Somewhat to our surprise, we found that complete linkage (rather than average linkage) provided the most “ecologically consistent” OTUs. We are currently following up on this, and in several other tests we have seen that instead average linkage may perform best. In other words: our study corroborates the idea that (hierarchical) complete linkage clustering is a good choice if you want “ecologically consistent” OTUs.

As said above, this is one the one hand to shamelessly advertise the paper ;). On the other hand, I thought I would put it out here as this seems to be a great place to get some (critical) feedback on the work, and some discussion with people who demarcate OTUs from real-life datasets every day :slight_smile:



Hi Sebastian,

Glad to see you and others in the microbial community involve in solving this and many ecological questions.

You briefly acknowledged the importance to test this idea on data generated from partial 16S sequences (regions: v4 or v1-v3, etc). As you may aware the majority of the work we (i.e. the microbial ecologist community) produced and published generated this type of data (for now).

Do you performed some preliminary analysis or have an idea is this will be consistence (use of complete linkage) with the results you obtained with full length sequences?


Hi Vicente,

thanks for your feedback! :slight_smile:

The short answer: we didn’t run the same tests on shortread data, but we did some other tests.

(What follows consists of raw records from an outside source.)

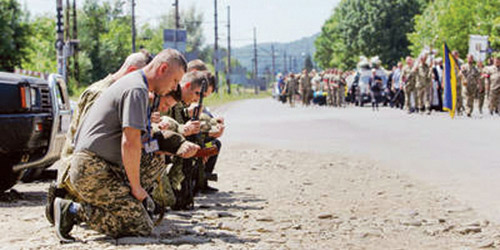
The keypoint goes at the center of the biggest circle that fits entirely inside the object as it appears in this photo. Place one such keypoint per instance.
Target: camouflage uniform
(341, 91)
(335, 89)
(183, 168)
(409, 87)
(494, 82)
(291, 89)
(481, 92)
(104, 192)
(423, 86)
(460, 104)
(471, 76)
(305, 88)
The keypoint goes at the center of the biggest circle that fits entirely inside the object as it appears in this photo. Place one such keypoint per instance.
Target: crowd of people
(140, 142)
(415, 85)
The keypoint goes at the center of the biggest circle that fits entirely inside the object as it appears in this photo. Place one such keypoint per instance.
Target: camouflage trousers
(470, 94)
(341, 96)
(460, 98)
(104, 192)
(494, 103)
(335, 96)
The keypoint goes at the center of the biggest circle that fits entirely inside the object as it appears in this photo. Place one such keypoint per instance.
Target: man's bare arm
(131, 157)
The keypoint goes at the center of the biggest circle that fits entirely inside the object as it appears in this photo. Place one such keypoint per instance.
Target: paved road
(461, 156)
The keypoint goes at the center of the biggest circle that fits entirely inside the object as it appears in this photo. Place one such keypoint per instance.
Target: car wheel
(8, 177)
(31, 175)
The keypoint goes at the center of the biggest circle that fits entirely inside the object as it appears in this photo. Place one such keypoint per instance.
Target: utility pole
(216, 49)
(133, 26)
(60, 36)
(274, 60)
(228, 73)
(177, 18)
(67, 38)
(284, 63)
(176, 4)
(256, 69)
(76, 66)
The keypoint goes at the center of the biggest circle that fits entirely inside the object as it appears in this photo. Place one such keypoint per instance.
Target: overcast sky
(275, 20)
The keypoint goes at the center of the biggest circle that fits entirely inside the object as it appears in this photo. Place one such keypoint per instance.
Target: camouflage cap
(168, 141)
(176, 93)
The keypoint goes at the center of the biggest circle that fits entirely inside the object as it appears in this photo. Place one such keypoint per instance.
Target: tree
(41, 50)
(366, 27)
(453, 21)
(15, 32)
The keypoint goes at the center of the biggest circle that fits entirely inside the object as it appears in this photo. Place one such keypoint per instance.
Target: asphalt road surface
(460, 156)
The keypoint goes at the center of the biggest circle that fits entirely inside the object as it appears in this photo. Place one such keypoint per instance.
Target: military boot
(65, 217)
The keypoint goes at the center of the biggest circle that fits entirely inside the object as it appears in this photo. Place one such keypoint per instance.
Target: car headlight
(25, 97)
(34, 97)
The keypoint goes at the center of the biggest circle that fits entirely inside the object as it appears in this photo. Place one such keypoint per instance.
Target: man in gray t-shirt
(106, 176)
(124, 104)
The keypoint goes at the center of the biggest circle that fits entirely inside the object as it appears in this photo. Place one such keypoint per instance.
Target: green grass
(216, 99)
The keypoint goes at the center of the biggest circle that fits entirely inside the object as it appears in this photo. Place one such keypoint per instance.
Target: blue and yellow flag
(450, 82)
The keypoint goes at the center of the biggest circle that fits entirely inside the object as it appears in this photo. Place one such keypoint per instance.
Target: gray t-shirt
(124, 104)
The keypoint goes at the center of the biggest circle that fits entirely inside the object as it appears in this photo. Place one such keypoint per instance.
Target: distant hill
(297, 50)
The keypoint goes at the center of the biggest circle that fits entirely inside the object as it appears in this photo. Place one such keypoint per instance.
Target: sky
(275, 20)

We used a dataset of full-length sequences for several reasons:

(i) Every 16S subregion, or set of subregions, behaves (slightly) differently in OTU demarcation. This has been shown quite nicely e.g. by Patrick Schloss (PLOS Comp Biol, 2010) and also by Kim et al (Journal of Microbiol Methods, 2011). We wanted to design a broadly applicable test set that would not only be “true” for a subset of targeted subregions.

(ii) Depending on sequencing platform and pre-filtering, published shortread datasets can have highly divergent sequence length and sequence quality. We restricted our study to (near) full-length sequences and applied rather strict quality criteria, in order to obtain a consistently high-quality test set.

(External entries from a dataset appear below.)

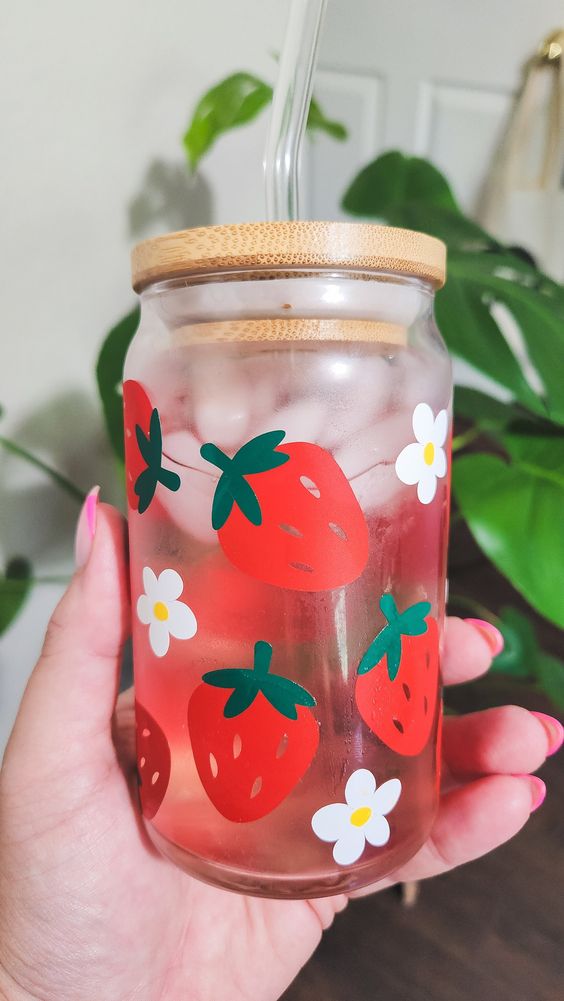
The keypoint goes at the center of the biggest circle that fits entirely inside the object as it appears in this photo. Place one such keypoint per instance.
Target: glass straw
(291, 104)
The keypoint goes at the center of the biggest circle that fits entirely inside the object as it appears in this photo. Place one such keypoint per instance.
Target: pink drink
(242, 799)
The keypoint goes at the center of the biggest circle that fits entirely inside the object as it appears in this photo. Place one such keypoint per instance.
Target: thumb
(69, 700)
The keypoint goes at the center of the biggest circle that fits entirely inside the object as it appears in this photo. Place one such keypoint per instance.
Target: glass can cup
(288, 424)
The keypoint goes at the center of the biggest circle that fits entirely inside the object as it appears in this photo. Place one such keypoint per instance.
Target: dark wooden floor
(492, 930)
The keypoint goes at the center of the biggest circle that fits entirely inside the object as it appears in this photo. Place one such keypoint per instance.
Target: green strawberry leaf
(144, 445)
(394, 655)
(145, 485)
(239, 701)
(283, 694)
(413, 619)
(388, 643)
(258, 453)
(255, 455)
(222, 505)
(245, 499)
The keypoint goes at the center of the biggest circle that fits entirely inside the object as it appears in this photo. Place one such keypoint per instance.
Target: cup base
(276, 887)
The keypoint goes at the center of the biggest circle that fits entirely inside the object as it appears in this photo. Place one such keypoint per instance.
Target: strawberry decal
(153, 761)
(288, 517)
(143, 448)
(252, 736)
(398, 681)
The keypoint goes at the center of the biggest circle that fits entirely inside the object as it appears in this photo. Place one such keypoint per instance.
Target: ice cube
(303, 420)
(377, 488)
(382, 442)
(362, 395)
(189, 507)
(221, 403)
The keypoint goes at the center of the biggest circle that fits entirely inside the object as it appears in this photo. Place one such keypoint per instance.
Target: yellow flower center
(361, 816)
(160, 611)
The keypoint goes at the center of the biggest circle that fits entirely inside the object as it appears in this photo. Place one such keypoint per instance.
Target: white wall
(94, 97)
(93, 100)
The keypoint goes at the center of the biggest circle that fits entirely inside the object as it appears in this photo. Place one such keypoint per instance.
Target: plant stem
(65, 484)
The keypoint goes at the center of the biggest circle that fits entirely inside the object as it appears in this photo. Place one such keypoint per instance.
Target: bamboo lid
(264, 245)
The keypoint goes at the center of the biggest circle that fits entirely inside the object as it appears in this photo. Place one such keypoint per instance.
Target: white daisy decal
(362, 818)
(160, 610)
(425, 460)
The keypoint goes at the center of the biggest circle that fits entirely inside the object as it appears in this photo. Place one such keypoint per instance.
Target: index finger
(467, 654)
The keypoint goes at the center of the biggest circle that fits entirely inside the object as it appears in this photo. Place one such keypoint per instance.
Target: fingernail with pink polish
(86, 528)
(492, 635)
(554, 730)
(538, 791)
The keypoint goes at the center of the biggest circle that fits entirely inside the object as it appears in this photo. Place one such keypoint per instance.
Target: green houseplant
(508, 469)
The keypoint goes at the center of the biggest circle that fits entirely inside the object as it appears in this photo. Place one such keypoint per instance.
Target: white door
(435, 79)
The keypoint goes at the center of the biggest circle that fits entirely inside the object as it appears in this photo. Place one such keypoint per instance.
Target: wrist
(10, 990)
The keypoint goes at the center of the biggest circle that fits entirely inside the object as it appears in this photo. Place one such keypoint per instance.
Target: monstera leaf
(483, 276)
(235, 101)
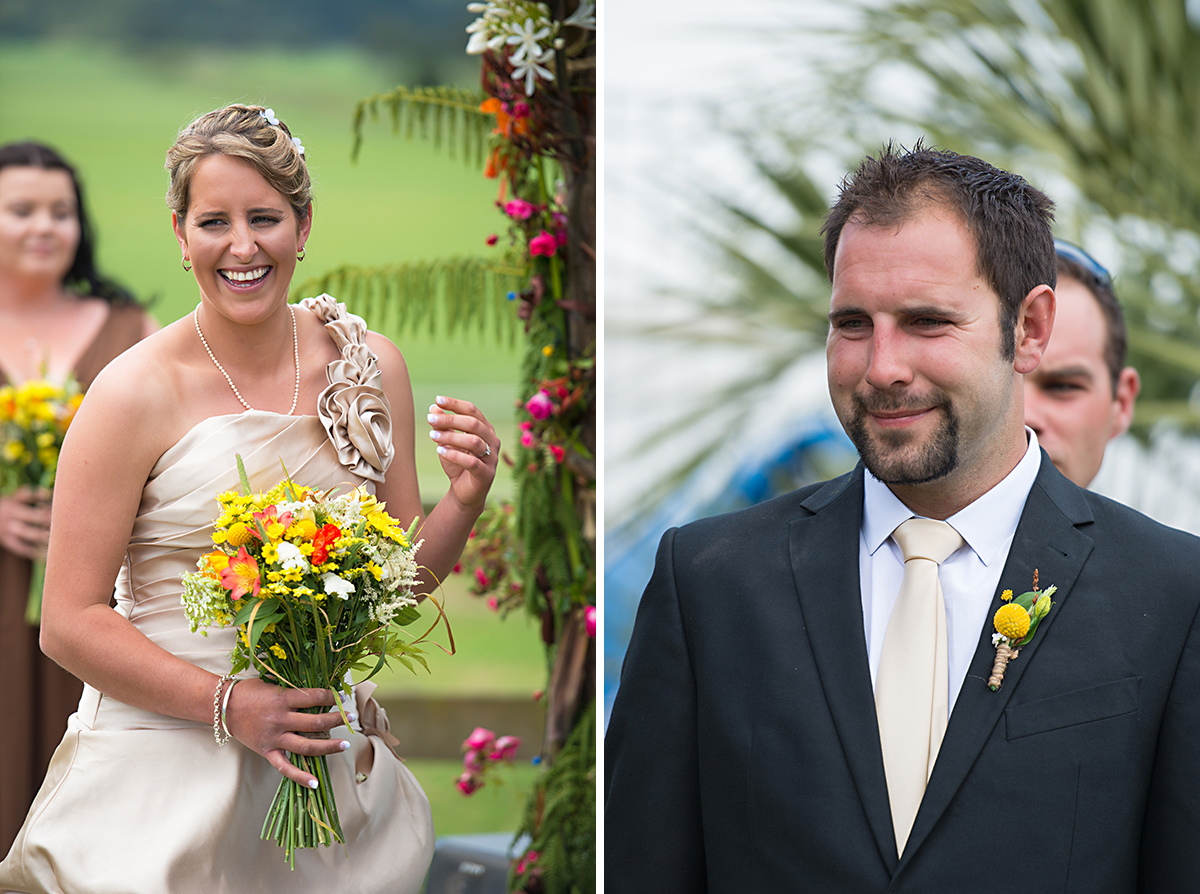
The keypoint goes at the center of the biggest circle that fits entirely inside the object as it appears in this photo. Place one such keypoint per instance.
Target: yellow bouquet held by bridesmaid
(317, 586)
(34, 419)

(iii) The dataset we used resembles in scope and pre-processing very much the reference sets provided e.g. by RDP, Greengenes and SILVA. These are used in many different contexts, e.g. also for ‘reference-based OTU picking’.

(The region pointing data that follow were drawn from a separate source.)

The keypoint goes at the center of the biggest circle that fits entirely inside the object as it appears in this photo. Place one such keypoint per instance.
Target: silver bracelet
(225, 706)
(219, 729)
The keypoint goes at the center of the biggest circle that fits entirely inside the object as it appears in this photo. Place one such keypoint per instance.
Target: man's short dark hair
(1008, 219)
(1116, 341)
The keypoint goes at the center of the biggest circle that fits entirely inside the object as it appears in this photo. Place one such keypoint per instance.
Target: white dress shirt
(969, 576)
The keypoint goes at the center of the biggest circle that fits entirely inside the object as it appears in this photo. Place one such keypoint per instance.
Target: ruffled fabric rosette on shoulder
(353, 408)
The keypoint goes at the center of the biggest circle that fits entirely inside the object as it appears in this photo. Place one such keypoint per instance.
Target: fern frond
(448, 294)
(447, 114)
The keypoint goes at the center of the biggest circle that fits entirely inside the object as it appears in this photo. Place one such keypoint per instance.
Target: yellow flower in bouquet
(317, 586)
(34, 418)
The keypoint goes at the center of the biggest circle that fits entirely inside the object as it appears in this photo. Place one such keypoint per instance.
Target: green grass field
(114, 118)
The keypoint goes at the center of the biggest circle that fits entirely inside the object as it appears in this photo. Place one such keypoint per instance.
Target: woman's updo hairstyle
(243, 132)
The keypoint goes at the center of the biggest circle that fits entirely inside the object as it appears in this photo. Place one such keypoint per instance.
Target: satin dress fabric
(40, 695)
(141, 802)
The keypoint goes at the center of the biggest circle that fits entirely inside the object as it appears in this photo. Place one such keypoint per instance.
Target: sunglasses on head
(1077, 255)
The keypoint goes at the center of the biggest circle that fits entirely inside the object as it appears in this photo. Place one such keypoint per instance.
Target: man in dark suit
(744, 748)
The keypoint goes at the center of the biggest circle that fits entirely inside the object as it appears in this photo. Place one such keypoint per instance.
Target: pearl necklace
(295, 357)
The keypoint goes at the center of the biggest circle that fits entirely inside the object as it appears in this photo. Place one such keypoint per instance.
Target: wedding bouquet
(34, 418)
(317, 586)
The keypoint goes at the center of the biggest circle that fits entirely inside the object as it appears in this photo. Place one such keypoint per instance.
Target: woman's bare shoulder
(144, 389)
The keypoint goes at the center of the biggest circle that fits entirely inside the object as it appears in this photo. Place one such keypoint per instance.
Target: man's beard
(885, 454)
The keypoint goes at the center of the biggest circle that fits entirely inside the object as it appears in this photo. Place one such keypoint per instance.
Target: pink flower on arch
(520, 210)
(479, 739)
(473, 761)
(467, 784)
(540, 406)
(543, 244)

(iv) We wanted to use a dataset of very broad ecological scope. We could have composed our own test dataset from available shortread datasets, but that would have been (even more) biased towards individual environments. Instead, we grabbed all data for (high-quality, full-length) sequences available via GenBank / RefSeq.

(v) I’m not expert on sequencing technology, but from what I hear the next generation of platforms (or is it next-next-gen in the meantime, or next-next-next-gen?!) will achieve read lengths of ≥1,000 bp. Hopefully, full-length 16S sequencing at very high throughput will soon be possible.

Nevertheless, we had repeated a very similar analysis as detailed in the paper on shortread sequences (V23, V35 and V6), extracted from the full-length dataset. Results were consistent.

Moreover, I have in the meantime looked into a couple of other factors regarding shortread clustering. The results are unpublished, but they point to hierarchical complete and average linkage clustering as being very reasonable choices.